山乃井木工房:岩井雄介のいま何作ってましたっけ

京都丹波(京丹波町)の山村で木工をするあるつくり手の備忘録

良くも悪くも暖かい日が続いて

先日スキーに行ってからというもの、頭の中は次はいつ滑りに行くかでいっぱいです。

そこにきてこの暖かさ。

やめて~、スキー場の雪が融けるぅ~。ゲレンデがとけるほど暖かい。

信州や越後にいかれる方にはわからないでしょうが、関ケ原以西のスキー場なんて何よりも雪があるかどうかが問題なのです。

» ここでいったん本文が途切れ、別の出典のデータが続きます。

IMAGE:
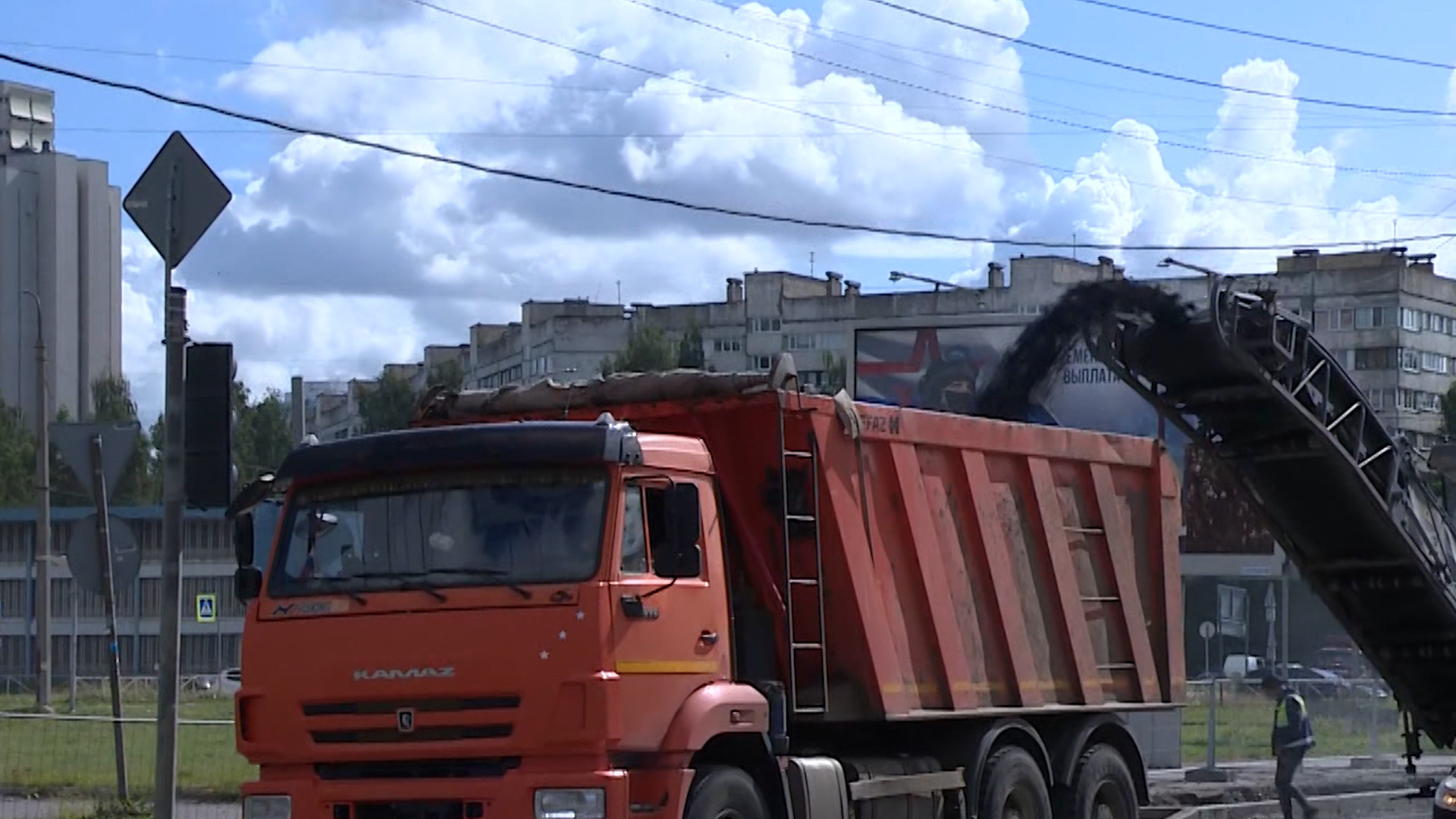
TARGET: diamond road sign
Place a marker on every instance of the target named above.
(117, 441)
(177, 200)
(83, 557)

来週には寒さが戻るみたいだし、2月はどこで滑ろうかなぁ~。

・・・おっと、ウィンターレジャーの記事ではありませんでした。

昨日は製材に行ってきたのです。

まずは家の近く(と言っても1時間くらいかかるのだけど)の市場でホオを積み、違う市場へ。

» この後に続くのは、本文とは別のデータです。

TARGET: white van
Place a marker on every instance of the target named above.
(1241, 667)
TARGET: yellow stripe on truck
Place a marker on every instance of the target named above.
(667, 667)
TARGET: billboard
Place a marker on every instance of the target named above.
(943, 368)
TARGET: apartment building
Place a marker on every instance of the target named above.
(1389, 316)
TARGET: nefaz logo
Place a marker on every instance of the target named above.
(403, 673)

こちらではキハダがご乗車。それでは製材所に参ります。

午後一で製材所に着いたらば、まずはキハダから台車に載せられました。

このキハダは曲がっていて太さもなく、白太も極薄なので、もうスライスするだけにします。

なかなかいい素直な板目が出てきました。それにしてもキハダの樹皮下の黄色が眩しい。

次はホオ。こちらは途中から大きな枝が出て太さが大きく変わってしまっているので、二つに切ってもらいました。

短くなると、小さくも見えます。

まずは元の方からですが、市場での競りの記事でも書いたように体が思うように動かなくなった時の工芸用材料にするので、大きな角もの、それももちろん芯去りの板目が欲しいのです。

そこで、製材所に無理を言って、三方からの転びで挽いてもらいました。

このような挽き方は杢が出る板でやることがあるのですが、まあ、この木は杢なんかないんだけどね。

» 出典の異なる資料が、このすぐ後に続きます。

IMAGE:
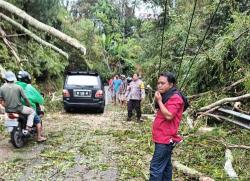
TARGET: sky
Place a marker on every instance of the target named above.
(142, 10)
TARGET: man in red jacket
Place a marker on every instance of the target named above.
(170, 107)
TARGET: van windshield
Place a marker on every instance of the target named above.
(82, 81)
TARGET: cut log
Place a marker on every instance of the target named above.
(219, 117)
(41, 26)
(235, 83)
(234, 113)
(228, 167)
(198, 95)
(7, 43)
(190, 172)
(223, 101)
(34, 36)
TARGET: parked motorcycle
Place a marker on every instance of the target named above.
(16, 124)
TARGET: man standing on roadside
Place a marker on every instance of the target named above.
(170, 105)
(136, 93)
(10, 98)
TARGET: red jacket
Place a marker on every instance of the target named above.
(166, 131)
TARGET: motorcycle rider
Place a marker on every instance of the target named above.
(10, 97)
(34, 97)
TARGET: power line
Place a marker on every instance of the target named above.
(203, 40)
(189, 28)
(162, 36)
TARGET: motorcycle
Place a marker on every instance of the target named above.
(16, 124)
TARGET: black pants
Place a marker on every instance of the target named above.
(134, 104)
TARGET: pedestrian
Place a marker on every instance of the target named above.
(116, 83)
(122, 91)
(11, 96)
(170, 106)
(111, 89)
(135, 94)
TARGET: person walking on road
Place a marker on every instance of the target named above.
(170, 105)
(135, 93)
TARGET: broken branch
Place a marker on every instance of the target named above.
(34, 36)
(223, 101)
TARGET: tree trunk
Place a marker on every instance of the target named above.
(38, 39)
(7, 43)
(223, 101)
(41, 26)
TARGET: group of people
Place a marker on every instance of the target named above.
(17, 95)
(128, 90)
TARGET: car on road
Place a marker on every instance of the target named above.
(83, 90)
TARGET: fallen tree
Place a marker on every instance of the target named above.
(7, 43)
(223, 101)
(34, 36)
(41, 26)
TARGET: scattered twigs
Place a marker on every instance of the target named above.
(56, 172)
(234, 113)
(228, 167)
(238, 146)
(15, 35)
(198, 95)
(235, 83)
(55, 98)
(190, 171)
(223, 101)
(237, 106)
(219, 117)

こっちの写真↓の方がチョークの墨が付いていてわかりやすいかな。

末の方は何も考えずにすべて板にスライス。

今回は耳付き。つまり、樹皮も白太もそのまま残しました。

ホオは白と抹茶色のコントラストも美しい(白太が無事白いままで乾いたらの話しですが)ので、板で使ってそれを意匠として活用するのもいいのかなと。

そして、今日は朝からその荷下ろし。

スライスしただけだから、きれいに積んであると元の木の形がわかりますね。

ということで、えっちらおっちら桟積みして乾かします。

荷下ろしは午前中の割と早い時間に終えることができたので、今日も市場に行って今度はクヌギを引き取ってきました(余談ですが、この丸太は市場ではアベマキとありました。この地方ではクヌギとアベマキを区別しない人たちも年配の方を中心におられるのです)。

もちろんクヌギは薪になります。というか、薪にします。

再び、えっちらおっちら体を動かします。冬のルーティーンとなった玉切りからの大割りで日が暮れていきました。